In Ausch v Sutton, the plaintiff alleged he was owed a broker’s fee pursuant to an oral agreement with the defendants for arranging the sale of the first defendant’s (Defendant 1) interest in a company to Defendant 2. Defendant 3 co-owned the company with Defendant 1 and resided outside New York. Aside from the purchase agreement, which contained a forum selection clause designating New York for the resolution of any disputes arising from the purchase agreement, Defendant 3 had no contacts with New York.

Defendant 3’s motion to dismiss pursuant to CPLR 3211(a)(8) was denied by the Kings County Supreme Court (Knipel, J.) on the ground that the forum selection clause in the purchase agreement conferred jurisdiction over all disputes arising from the purchase agreement, which included alleged oral agreements for related broker fees. But the Appellate Division reversed, citing Magdalena v Lins,  which held that a forum selection clause among defendants was insufficient to confer personal jurisdiction in a suit brought by the plaintiff, where the plaintiff was neither a party to the agreement containing the forum selection clause nor a third party beneficiary. In essence, the Appellate Division distinguished between the purchase agreement and the alleged oral agreement for a broker’s commission–the forum selection clause in the former was insufficient to confer personal jurisdiction with respect to the latter.

If the lack of personal jurisdiction over Defendant 3 were not enough, then the statute of frauds ultimately would have proved fatal to the plaintiff’s causes of action against all three defendants. General Obligations Law § 5-701[a][10] states that an agreement to pay a commission for arranging a sale transaction is void unless in writing. As held by the Court of Appeals, a claim for unjust enrichment or quasi-contract in connection with a brokered transaction cannot be used to get around the statute of frauds (see Snyder v Bronfman).

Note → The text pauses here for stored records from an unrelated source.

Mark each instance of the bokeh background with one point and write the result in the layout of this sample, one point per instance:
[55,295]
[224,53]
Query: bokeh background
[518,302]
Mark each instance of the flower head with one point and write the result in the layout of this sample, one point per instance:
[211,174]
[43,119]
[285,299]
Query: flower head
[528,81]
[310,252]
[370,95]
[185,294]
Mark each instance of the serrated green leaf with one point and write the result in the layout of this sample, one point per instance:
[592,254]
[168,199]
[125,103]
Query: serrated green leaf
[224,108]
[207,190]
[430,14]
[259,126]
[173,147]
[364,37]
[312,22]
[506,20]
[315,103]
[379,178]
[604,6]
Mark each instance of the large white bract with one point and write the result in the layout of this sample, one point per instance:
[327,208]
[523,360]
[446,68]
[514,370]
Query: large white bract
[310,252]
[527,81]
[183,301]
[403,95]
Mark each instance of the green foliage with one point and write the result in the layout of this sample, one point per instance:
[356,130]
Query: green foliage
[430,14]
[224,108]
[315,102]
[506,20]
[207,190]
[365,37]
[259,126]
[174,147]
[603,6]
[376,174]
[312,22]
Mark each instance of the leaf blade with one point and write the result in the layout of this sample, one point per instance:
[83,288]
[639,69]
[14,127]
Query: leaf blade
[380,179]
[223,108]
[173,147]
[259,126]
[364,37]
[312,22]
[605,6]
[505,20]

The bottom line for brokers of sale transactions is that they cannot rely on protections contained within the sale documents unless they are parties to those documents. To ensure that the dispute will be heard in New York and not dismissed out of hand under the statute of frauds, a broker would be well advised to obtain a signed agreement declaring the terms of her commission before engaging in any work to consummate a potential business opportunity.